Gündem

Topkapı Sarayı’nda Kabe’ye ait 200 yıllık tasvir gün yüzüne çıktı

Müslümanların kıblesi olan Kabe’nin 19. yüzyıla ait tasvirini içeren ve “Mescid-i Haram”ı ayrıntılarıyla resmeden nadide bir tablo, Milli Saraylar Başkanlığı’na bağlı konservasyon atölyelerinde yapılan titiz restorasyon çalışmalarıyla yeniden gün yüzüne çıkarılıyor.

Müslümanların kıblesi olan Kabe’nin 19. yüzyıla ait tasvirini içeren ve “Mescid-i Haram”ı ayrıntılarıyla resmeden nadide bir tablo, Milli Saraylar Başkanlığı’na bağlı konservasyon atölyelerinde yapılan titiz restorasyon çalışmalarıyla yeniden gün yüzüne çıkarılıyor. Yaklaşık 200 yıllık bu eser, hem sanat tarihi hem de İslam coğrafyasının kültürel belleği açısından büyük önem taşıyor.

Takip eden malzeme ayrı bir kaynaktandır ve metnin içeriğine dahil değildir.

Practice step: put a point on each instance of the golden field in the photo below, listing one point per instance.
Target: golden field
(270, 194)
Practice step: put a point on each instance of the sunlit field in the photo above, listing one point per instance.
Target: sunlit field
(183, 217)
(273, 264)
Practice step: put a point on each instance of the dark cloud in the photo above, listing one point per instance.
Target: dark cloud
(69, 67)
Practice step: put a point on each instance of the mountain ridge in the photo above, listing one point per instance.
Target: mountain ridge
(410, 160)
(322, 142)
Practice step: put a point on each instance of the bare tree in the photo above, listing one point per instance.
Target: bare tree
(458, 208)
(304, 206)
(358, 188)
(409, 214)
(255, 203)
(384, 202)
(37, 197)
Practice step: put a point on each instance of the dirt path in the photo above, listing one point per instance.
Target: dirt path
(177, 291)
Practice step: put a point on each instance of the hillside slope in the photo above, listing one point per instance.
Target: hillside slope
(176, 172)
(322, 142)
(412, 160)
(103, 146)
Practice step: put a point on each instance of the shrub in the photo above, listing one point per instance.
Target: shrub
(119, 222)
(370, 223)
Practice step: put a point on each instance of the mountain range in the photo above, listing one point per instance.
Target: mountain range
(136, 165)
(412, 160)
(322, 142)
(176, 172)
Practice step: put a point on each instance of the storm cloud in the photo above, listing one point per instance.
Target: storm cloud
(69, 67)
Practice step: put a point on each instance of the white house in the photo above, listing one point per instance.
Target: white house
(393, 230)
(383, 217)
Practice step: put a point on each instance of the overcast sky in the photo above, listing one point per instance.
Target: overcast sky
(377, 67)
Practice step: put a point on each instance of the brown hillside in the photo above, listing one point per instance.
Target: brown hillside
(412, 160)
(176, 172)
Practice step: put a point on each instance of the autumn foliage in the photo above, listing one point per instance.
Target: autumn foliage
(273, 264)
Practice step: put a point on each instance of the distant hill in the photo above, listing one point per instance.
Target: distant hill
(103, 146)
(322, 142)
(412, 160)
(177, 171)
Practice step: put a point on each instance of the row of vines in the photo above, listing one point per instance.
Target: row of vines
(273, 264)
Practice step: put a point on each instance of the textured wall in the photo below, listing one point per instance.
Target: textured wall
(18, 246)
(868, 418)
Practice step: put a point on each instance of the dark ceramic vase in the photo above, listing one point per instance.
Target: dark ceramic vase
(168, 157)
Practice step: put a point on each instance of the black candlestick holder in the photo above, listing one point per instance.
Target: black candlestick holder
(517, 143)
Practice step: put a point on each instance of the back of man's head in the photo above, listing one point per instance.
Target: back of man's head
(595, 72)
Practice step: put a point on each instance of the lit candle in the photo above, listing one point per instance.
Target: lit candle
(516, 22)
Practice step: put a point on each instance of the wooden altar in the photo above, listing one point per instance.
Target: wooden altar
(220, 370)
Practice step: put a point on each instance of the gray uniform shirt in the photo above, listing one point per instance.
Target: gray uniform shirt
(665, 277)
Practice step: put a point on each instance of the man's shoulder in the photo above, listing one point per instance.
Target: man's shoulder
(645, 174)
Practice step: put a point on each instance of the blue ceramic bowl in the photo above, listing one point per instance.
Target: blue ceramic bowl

Kabe Yalnızca İbadet Değil, Hafıza Mekânı

Restorasyonun ardından ilk kez sergilenecek olan tablo, Kabe’nin yalnızca bir ibadet merkezi değil, aynı zamanda kültürel ve tarihi bir hafıza mekânı olduğunu ortaya koyuyor. Milli Saraylar Başkan Yardımcısı Prof. Dr. Abdülhamit Tüfekçioğlu, Topkapı Sarayı’nda yürütülen bu tür çalışmaların, İslam sanatına dair çok katmanlı belgeler sunduğunu ifade etti.

Osmanlı Sarayından Haremeyn’e Uzanan İnce İşçilik

Eserde, Kabe-i Muazzama’nın etrafında yer alan figürlerin hem Anadolu halkı hem de Habeşistan, Somali gibi Afrika bölgelerinden gelen hacı profilleriyle işlendiği belirtiliyor. Tabloda görevli kişilerin fesli ve üniformalı şekilde resmedilmiş olması, Osmanlı’nın Haremeyn üzerindeki idari varlığını da yansıtıyor. Kara Ağalar Taşlığı’nda görev yapan saray mensuplarının bu kutsal bölgelerle doğrudan ilişkisi olduğuna da işaret ediliyor.

Delail-ül Hayrat ve Hilye-i Saadet’le Ortak Hafıza

Tablo, yalnızca mimari bir tasvir değil; aynı zamanda dönemin hac kültürünü, dini duygulanımını ve saray ritüellerini yansıtıyor. Hırka-ı Saadet Dairesi’ndeki arife günü uygulamaları, hükümdarın Kabe’ye yönelerek dualara katılması, Kur’an tilavetinin gerçekleştirildiği mekânlar bu kültürel bağın örneklerinden biri.

Restorasyon Süreci Tamamlanmak Üzere

Farklı yapım teknikleri kullanılan eserde, mikroskobik ve infrared incelemeler yapıldı. Ön ve arka yüzey temizliklerinin ardından sağlamlaştırma ve koruma işlemleri uygulanıyor. Tablonun çerçevesindeki çiçek motifleri özel olarak restore ediliyor. Eserin önümüzdeki 1–1,5 ay içerisinde sanatseverlerle buluşturulması bekleniyor.

Osmanlı’dan Günümüze Kutsal Mirasın Sessiz Tanığı

Daha önce hiç sergilenmemiş bu eşsiz eser, hem Osmanlı’nın hac kültürüne verdiği önemi hem de Kabe’ye duyulan derin manevi bağlılığı yansıtıyor. Eserin Topkapı Sarayı’nda ziyarete açılmasıyla birlikte, İslam dünyasının sanat ve inanç eksenindeki ortak hafızasına ışık tutulması amaçlanıyor.